Presi da questa crociata, non si bada al fatto che il cellulare, come oggetto tecnologico, potrebbe essere usato nella stessa didattica e sopperire alla mancanza di computer ed altri strumenti tecnologici. Tra i prodotti innovativi per la didattica ci sono i risponditori, piccoli telecomandi che, dati agli studenti, consentono loro di rispondere in tempo reale ai quiz proposti dal docente (qui un esempio). Oggetti che hanno evidentemente un loro mercato: vi sono scuole che spendono per queste cose. Potrebbero risparmiare quei soldi, se la smettessero di demonizzare i cellulari. La stessa cosa, infatti, si può fare utilizzando il cellulare degli studenti ed un sistema come Socrative. Il procedimento è semplice: il docente si iscrive nel sito ed ottiene una propria room, nella quale può creare tutti i test che vuole; lo studente si collega a sua volta al sito, entra nella room inserendo il codice ricevuto dal docente e svolge il test. Il risultato del test viene comunicato in tempo reale al docente, che può anche ricevere un report in formato xml, con i risultati di tutti gli studenti. Per gestire l’attività il docente può usare un computer o anche semplicemente un tablet, utilizzando l’apposita app Android, che esiste anche nella versione per studente (ma chi non dispone di un cellulare Android può effettuare il quiz attraverso il sito, come detto).

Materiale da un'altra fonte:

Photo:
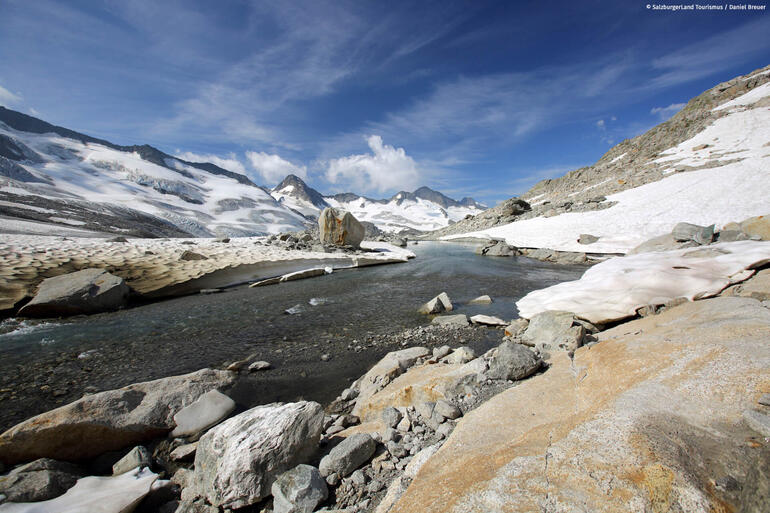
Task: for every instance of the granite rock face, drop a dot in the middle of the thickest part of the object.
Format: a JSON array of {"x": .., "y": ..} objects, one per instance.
[
  {"x": 108, "y": 420},
  {"x": 82, "y": 292},
  {"x": 237, "y": 462},
  {"x": 645, "y": 420},
  {"x": 340, "y": 228}
]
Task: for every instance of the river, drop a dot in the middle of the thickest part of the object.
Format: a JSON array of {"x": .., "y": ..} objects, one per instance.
[{"x": 44, "y": 364}]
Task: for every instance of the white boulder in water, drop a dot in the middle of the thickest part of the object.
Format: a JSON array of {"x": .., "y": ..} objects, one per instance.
[{"x": 208, "y": 410}]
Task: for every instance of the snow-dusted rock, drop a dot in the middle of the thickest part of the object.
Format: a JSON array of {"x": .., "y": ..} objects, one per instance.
[
  {"x": 513, "y": 361},
  {"x": 616, "y": 288},
  {"x": 436, "y": 305},
  {"x": 451, "y": 320},
  {"x": 238, "y": 460},
  {"x": 553, "y": 329},
  {"x": 108, "y": 420},
  {"x": 138, "y": 457},
  {"x": 208, "y": 410},
  {"x": 350, "y": 454},
  {"x": 462, "y": 354},
  {"x": 340, "y": 228},
  {"x": 119, "y": 494},
  {"x": 39, "y": 480},
  {"x": 488, "y": 320},
  {"x": 299, "y": 490},
  {"x": 82, "y": 292},
  {"x": 684, "y": 232}
]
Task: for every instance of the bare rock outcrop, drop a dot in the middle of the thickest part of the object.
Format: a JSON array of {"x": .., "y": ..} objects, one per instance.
[{"x": 648, "y": 419}]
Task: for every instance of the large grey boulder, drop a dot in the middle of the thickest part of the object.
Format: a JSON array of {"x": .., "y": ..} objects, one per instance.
[
  {"x": 39, "y": 480},
  {"x": 350, "y": 454},
  {"x": 95, "y": 494},
  {"x": 108, "y": 420},
  {"x": 513, "y": 361},
  {"x": 340, "y": 228},
  {"x": 82, "y": 292},
  {"x": 299, "y": 490},
  {"x": 386, "y": 370},
  {"x": 684, "y": 232},
  {"x": 208, "y": 410},
  {"x": 554, "y": 329},
  {"x": 138, "y": 457},
  {"x": 237, "y": 461}
]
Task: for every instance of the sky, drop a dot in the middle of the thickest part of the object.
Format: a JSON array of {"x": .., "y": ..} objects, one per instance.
[{"x": 472, "y": 98}]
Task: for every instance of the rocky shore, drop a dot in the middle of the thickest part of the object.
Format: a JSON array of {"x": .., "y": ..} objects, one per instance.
[{"x": 656, "y": 407}]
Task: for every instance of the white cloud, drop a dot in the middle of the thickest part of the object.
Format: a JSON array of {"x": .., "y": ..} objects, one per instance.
[
  {"x": 666, "y": 112},
  {"x": 229, "y": 162},
  {"x": 386, "y": 168},
  {"x": 9, "y": 99},
  {"x": 273, "y": 168}
]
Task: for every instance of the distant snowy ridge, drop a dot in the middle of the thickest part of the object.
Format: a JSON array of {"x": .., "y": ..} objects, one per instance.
[
  {"x": 137, "y": 190},
  {"x": 709, "y": 164},
  {"x": 421, "y": 210}
]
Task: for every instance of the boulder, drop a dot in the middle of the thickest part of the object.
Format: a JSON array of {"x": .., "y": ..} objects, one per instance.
[
  {"x": 339, "y": 228},
  {"x": 108, "y": 420},
  {"x": 462, "y": 354},
  {"x": 386, "y": 370},
  {"x": 513, "y": 362},
  {"x": 119, "y": 494},
  {"x": 82, "y": 292},
  {"x": 299, "y": 490},
  {"x": 208, "y": 410},
  {"x": 451, "y": 320},
  {"x": 554, "y": 329},
  {"x": 497, "y": 248},
  {"x": 684, "y": 232},
  {"x": 423, "y": 383},
  {"x": 40, "y": 480},
  {"x": 587, "y": 238},
  {"x": 184, "y": 452},
  {"x": 237, "y": 461},
  {"x": 138, "y": 457},
  {"x": 350, "y": 454},
  {"x": 664, "y": 242},
  {"x": 436, "y": 305},
  {"x": 488, "y": 320},
  {"x": 648, "y": 419}
]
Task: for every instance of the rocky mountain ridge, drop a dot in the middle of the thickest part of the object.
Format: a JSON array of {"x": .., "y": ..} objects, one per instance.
[
  {"x": 632, "y": 163},
  {"x": 423, "y": 209}
]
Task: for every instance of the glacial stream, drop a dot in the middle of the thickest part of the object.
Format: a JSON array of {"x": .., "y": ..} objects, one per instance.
[{"x": 353, "y": 317}]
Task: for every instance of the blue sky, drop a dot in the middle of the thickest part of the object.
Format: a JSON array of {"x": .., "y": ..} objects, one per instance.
[{"x": 477, "y": 99}]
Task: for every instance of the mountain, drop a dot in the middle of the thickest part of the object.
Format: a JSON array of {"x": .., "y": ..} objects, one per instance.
[
  {"x": 297, "y": 195},
  {"x": 59, "y": 177},
  {"x": 423, "y": 209},
  {"x": 708, "y": 164}
]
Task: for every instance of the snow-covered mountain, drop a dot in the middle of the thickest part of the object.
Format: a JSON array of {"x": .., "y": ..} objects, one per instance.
[
  {"x": 708, "y": 164},
  {"x": 422, "y": 210},
  {"x": 55, "y": 176}
]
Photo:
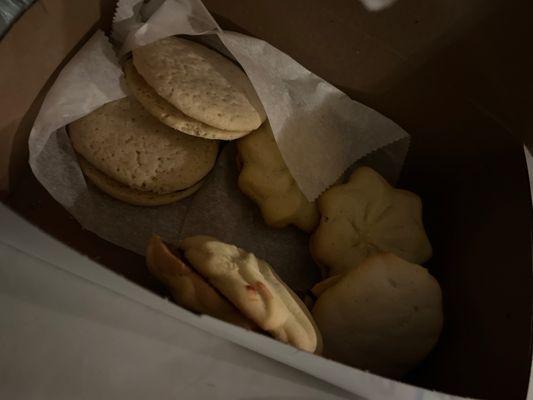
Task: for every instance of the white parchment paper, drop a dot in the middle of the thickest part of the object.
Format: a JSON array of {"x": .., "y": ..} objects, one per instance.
[{"x": 320, "y": 132}]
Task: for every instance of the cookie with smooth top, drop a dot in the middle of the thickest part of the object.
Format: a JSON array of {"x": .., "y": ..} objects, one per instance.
[
  {"x": 167, "y": 113},
  {"x": 129, "y": 145},
  {"x": 365, "y": 216},
  {"x": 384, "y": 315},
  {"x": 255, "y": 289}
]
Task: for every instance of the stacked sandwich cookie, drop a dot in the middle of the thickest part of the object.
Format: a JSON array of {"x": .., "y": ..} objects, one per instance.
[{"x": 156, "y": 146}]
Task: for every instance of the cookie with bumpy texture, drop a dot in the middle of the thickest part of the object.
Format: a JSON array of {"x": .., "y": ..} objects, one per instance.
[
  {"x": 201, "y": 83},
  {"x": 384, "y": 315},
  {"x": 129, "y": 145},
  {"x": 132, "y": 196},
  {"x": 168, "y": 114},
  {"x": 253, "y": 287},
  {"x": 189, "y": 289},
  {"x": 365, "y": 216},
  {"x": 265, "y": 178}
]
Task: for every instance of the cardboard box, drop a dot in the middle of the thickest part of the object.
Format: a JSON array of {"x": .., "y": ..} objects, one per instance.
[{"x": 454, "y": 75}]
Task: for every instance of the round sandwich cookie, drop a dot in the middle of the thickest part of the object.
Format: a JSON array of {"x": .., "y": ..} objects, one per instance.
[
  {"x": 125, "y": 143},
  {"x": 167, "y": 113},
  {"x": 201, "y": 83},
  {"x": 384, "y": 315},
  {"x": 254, "y": 289},
  {"x": 189, "y": 289},
  {"x": 134, "y": 197}
]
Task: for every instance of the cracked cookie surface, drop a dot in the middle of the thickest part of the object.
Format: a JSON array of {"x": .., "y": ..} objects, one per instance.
[{"x": 365, "y": 216}]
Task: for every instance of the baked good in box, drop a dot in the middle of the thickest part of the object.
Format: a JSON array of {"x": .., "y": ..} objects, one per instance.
[
  {"x": 255, "y": 289},
  {"x": 265, "y": 178},
  {"x": 365, "y": 216},
  {"x": 201, "y": 83},
  {"x": 188, "y": 288},
  {"x": 123, "y": 143},
  {"x": 384, "y": 315},
  {"x": 167, "y": 113}
]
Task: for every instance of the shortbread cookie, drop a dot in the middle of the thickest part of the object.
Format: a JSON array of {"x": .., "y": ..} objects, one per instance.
[
  {"x": 253, "y": 287},
  {"x": 384, "y": 315},
  {"x": 201, "y": 83},
  {"x": 366, "y": 216},
  {"x": 130, "y": 146},
  {"x": 264, "y": 178},
  {"x": 167, "y": 113}
]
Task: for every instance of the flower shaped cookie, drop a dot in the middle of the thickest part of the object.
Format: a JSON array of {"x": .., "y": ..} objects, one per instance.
[{"x": 367, "y": 216}]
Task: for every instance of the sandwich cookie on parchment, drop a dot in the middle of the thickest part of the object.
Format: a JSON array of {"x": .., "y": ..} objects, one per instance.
[
  {"x": 133, "y": 157},
  {"x": 200, "y": 83}
]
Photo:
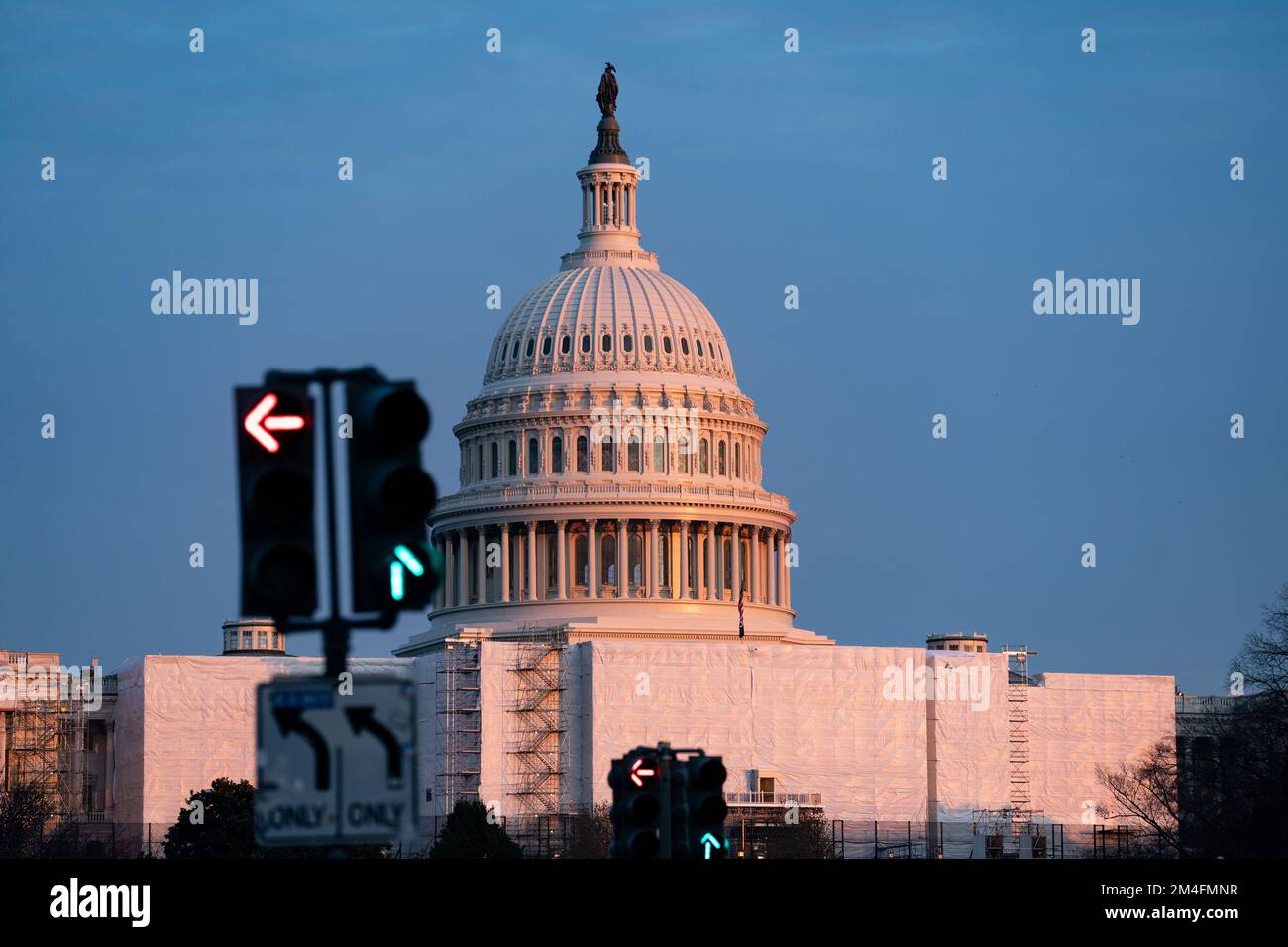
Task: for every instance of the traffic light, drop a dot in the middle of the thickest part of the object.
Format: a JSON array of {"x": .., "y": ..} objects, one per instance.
[
  {"x": 274, "y": 462},
  {"x": 704, "y": 809},
  {"x": 389, "y": 497},
  {"x": 638, "y": 804}
]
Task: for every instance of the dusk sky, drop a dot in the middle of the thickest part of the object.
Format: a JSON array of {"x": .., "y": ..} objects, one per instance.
[{"x": 767, "y": 169}]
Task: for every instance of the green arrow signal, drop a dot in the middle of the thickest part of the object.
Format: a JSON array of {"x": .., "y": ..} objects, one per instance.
[{"x": 404, "y": 561}]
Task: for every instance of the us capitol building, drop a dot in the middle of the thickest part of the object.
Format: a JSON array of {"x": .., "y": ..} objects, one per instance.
[
  {"x": 609, "y": 531},
  {"x": 610, "y": 467}
]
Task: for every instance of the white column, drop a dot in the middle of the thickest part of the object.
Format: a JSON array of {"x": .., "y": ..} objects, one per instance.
[
  {"x": 465, "y": 569},
  {"x": 712, "y": 579},
  {"x": 505, "y": 562},
  {"x": 622, "y": 560},
  {"x": 562, "y": 558},
  {"x": 735, "y": 566},
  {"x": 787, "y": 575},
  {"x": 532, "y": 561},
  {"x": 652, "y": 560},
  {"x": 449, "y": 570},
  {"x": 780, "y": 599},
  {"x": 684, "y": 561}
]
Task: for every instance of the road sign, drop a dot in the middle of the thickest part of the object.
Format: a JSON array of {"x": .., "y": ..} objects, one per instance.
[{"x": 335, "y": 770}]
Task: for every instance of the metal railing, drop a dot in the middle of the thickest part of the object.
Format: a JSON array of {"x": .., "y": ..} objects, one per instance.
[
  {"x": 555, "y": 492},
  {"x": 803, "y": 799}
]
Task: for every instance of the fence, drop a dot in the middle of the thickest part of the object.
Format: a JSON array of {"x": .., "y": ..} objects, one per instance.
[
  {"x": 853, "y": 839},
  {"x": 584, "y": 836}
]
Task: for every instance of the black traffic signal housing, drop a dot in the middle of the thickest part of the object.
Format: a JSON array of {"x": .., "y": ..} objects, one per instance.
[
  {"x": 638, "y": 804},
  {"x": 390, "y": 497},
  {"x": 704, "y": 809},
  {"x": 274, "y": 467}
]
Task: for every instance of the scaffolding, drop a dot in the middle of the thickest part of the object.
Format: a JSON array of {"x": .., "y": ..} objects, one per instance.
[
  {"x": 537, "y": 745},
  {"x": 460, "y": 722},
  {"x": 1020, "y": 812}
]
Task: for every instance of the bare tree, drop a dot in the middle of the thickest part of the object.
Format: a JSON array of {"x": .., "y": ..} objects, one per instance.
[
  {"x": 1144, "y": 792},
  {"x": 25, "y": 813},
  {"x": 590, "y": 832}
]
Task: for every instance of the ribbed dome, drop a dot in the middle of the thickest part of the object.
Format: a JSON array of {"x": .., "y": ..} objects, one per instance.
[{"x": 608, "y": 318}]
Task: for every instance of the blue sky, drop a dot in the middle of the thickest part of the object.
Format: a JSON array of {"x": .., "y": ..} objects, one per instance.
[{"x": 768, "y": 169}]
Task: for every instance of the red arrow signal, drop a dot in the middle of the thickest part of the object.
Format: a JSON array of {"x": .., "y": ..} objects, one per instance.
[
  {"x": 639, "y": 770},
  {"x": 259, "y": 421}
]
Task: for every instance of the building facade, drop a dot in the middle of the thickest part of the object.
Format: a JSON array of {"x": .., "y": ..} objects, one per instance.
[{"x": 617, "y": 574}]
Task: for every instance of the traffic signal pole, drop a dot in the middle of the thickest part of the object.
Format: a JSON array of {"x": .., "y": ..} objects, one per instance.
[{"x": 335, "y": 628}]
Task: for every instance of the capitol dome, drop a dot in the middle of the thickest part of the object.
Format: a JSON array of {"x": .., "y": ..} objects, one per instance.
[
  {"x": 610, "y": 467},
  {"x": 608, "y": 318}
]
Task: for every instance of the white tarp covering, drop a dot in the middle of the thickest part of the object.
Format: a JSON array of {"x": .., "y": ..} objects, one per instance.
[
  {"x": 820, "y": 720},
  {"x": 885, "y": 735},
  {"x": 1080, "y": 720},
  {"x": 969, "y": 744}
]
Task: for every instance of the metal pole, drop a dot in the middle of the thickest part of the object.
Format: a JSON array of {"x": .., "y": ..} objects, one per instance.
[{"x": 336, "y": 634}]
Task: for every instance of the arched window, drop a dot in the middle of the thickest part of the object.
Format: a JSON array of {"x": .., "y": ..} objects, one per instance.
[
  {"x": 726, "y": 554},
  {"x": 635, "y": 557},
  {"x": 632, "y": 451},
  {"x": 606, "y": 560},
  {"x": 664, "y": 561},
  {"x": 580, "y": 567}
]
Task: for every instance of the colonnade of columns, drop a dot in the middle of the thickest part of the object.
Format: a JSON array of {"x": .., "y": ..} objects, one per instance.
[{"x": 561, "y": 560}]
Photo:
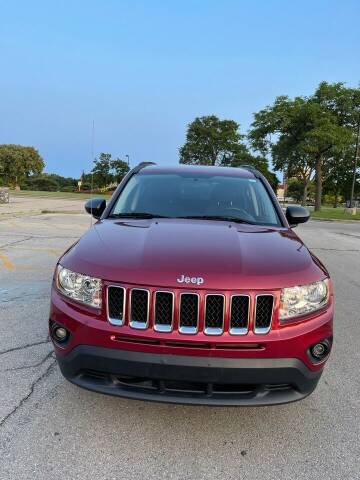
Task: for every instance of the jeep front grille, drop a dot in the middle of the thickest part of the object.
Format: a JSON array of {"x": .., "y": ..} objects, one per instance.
[
  {"x": 239, "y": 314},
  {"x": 163, "y": 311},
  {"x": 190, "y": 312},
  {"x": 263, "y": 313},
  {"x": 139, "y": 308},
  {"x": 214, "y": 314},
  {"x": 116, "y": 304}
]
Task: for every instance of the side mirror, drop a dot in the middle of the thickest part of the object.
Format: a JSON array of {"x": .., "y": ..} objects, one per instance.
[
  {"x": 95, "y": 207},
  {"x": 296, "y": 214}
]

In attesa che arrivino a scuola i tanto invocati tablet – ai quali pare che si vogliano affidare le sorti della scuola italiana, a giudicare dai toni di certi interventi -, sarebbe buona cosa cominciare a sperimentare le possibilità di interazione digitale tra docente ed alunno impiegando i cellulari, che peraltro per prestazioni spesso dai tablet poco si differenziano. Per farlo, naturalmente, bisognerebbe liberarsi dai pregiudizi nei confronti dell’oggetto; il che vuol dire anche, almeno in parte, liberarsi da quel pregiudizio nei confronti degli studenti che è uno dei problemi più seri della scuola italiana.